Once they never said anything. Then they said nigger, coon, blackass, words spit out windows. A can once struck me on the neck. Like the worst lick I’d ever got from Mothermae. Why, I don’t remember. I remember always minding. We’d “scour the neighborhood,” as she called it. “Oh, look at what this is,” she’d shout at me. “Oh Milton, they’ve lost this for sure. Fell out of the trunk. Child tossed it out the window.”

Once there were two shoes, the same set. They fit her until I had to rip the toe out. Her feet beginning to fill up with gas. The hay I scattered on the floor — the hay Rudy, his friend, no one ever came back for — to ease the shock of her steps. “Nope, I’ll just stay put here. You go out.” The year I went out alone; the year she was sick but got better for a while.

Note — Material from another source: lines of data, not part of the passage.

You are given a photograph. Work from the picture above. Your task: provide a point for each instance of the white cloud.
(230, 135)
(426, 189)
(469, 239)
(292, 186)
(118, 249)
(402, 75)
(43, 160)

Before the creek sign business. And long before that boy on the road crew painting the railings fell off the bridge. Head turning to me as he sprawled past the mulberry bushes I sat behind. He opened his mouth and I felt my own open wide. But we didn’t know to speak or scream, and his feet hit the top of the steep bank and pitched him perfect onto the rock that’s always above-water unless it’s way out of banks. “It only has two speeds. Low and flooding,” she’d say. “Dry or wide open.”

Later I waded out to the rock carefully. Already an old man. And looked up. Then I lay down on it and looked up. There was the railing like a thick fence and the evergreen boughs and the hairy tufts of swallows’ nests. Like warts or moles up underneath the bridge, blotching the pale smooth concrete. Sprouting from the icy shadowy concrete. Rocks are always warmer.